Arseniy Alekseevich studied at the Moscow 3rd Gymnasium, then at the Yalta Alexander's Gymnasium (graduated in 1906), in 1907-1913 – at the Moscow University at the faculty of History and Philology (did not graduate), then for some time at the Lazarev Institute of Oriental Languages.
Arseniy Alekseevich made his debut in print in 1905 – a poem in the newspaper "Yaltinsky Kur’er" (Yalta Courier). In 1908 he published a translation of "Flowers of Evil" by S. Baudelaire. In 1907-1911 was published in the newspaper "Krymsky Kur’er" (Crimean Courier, Simferopol), "Russkaya Riviera" (Russian Riviera, Yalta), "Pyatigorskoe Ekho" (Pyatigorsk Echo).
In 1914 Arseniy Alekseevich acted as a reviewer in the newspaper "Nov" (Newground).

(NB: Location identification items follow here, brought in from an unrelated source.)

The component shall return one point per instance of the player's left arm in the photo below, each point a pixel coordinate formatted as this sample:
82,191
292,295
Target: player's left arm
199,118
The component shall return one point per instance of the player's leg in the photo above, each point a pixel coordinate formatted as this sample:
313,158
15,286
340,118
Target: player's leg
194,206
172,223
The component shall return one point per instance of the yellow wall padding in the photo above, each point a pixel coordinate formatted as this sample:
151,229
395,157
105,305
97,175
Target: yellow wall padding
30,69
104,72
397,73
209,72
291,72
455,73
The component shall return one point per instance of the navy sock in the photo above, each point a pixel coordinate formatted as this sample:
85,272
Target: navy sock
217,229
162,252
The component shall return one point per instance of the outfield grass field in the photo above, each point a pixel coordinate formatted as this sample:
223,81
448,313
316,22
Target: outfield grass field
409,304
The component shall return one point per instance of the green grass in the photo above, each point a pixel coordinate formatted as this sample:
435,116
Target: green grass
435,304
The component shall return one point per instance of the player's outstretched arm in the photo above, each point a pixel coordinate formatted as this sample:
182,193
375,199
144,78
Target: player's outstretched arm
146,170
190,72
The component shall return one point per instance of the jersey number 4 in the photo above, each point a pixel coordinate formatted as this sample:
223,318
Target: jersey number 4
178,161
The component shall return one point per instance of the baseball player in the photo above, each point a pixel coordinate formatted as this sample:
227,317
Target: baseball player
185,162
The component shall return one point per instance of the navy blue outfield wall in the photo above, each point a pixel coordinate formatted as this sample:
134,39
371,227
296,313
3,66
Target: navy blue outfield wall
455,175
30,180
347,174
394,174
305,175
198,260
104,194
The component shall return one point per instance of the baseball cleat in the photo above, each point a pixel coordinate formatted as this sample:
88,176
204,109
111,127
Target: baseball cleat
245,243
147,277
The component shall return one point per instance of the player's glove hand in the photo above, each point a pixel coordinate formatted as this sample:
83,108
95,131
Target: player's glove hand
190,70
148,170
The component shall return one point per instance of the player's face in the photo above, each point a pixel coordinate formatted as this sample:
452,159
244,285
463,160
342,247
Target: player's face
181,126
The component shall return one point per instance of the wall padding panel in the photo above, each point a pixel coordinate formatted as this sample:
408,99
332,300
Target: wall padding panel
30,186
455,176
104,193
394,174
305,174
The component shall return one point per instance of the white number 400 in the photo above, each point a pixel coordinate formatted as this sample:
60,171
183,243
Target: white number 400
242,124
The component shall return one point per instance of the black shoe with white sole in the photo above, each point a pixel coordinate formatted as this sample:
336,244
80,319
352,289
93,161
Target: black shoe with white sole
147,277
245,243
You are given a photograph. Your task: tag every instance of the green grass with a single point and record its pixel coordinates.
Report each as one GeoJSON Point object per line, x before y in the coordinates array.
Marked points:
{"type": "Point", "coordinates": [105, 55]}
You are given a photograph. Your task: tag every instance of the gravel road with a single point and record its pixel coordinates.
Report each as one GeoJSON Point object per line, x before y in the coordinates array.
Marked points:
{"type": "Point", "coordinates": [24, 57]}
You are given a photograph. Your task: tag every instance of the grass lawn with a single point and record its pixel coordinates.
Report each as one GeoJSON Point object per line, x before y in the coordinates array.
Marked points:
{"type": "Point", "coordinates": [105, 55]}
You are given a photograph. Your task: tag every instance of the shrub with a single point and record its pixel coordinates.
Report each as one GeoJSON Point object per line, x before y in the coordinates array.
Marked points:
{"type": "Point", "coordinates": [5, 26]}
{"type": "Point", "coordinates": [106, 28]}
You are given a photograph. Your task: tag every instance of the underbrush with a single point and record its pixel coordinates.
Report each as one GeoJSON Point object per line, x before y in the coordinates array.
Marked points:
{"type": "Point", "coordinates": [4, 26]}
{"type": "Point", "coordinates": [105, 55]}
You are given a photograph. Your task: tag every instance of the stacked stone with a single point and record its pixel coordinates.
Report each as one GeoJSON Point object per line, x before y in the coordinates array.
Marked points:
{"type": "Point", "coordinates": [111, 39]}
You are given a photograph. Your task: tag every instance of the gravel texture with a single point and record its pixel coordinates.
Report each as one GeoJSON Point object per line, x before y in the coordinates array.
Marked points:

In 1910, he became one of the founders (together with E.E. Kurlov) of the amorphous-modernist publishing house "Zhatva" ("Harvest") in Moscow and the almanacs of the same name that issued until 1916. He attracted V.Ya. Bryusov, K.D. Balmont, Yu. K. Baltrushaitis, G.I. Chulkov, A.A. Akhmatova, A.I. Kuprin to participate in the "Zhatva".
Alving’s poems received almost invariably dismissive criticism. In 1913-1915 was the member in full standing of the Society of Free Aesthetics, at the same time gave lectures in Moscow and Kiev on the ways of "new art", arguing with futurists.
After the October Revolution, Arseniy Alekseevich published the novel "Nadenka Arteneva" (1928), connected with the youth of his mother, a participant in the movement of populists, and his own childhood impressions, and the brochure "Introduction to Poetry" (1931).
In 1932-1940 he was illegally repressed.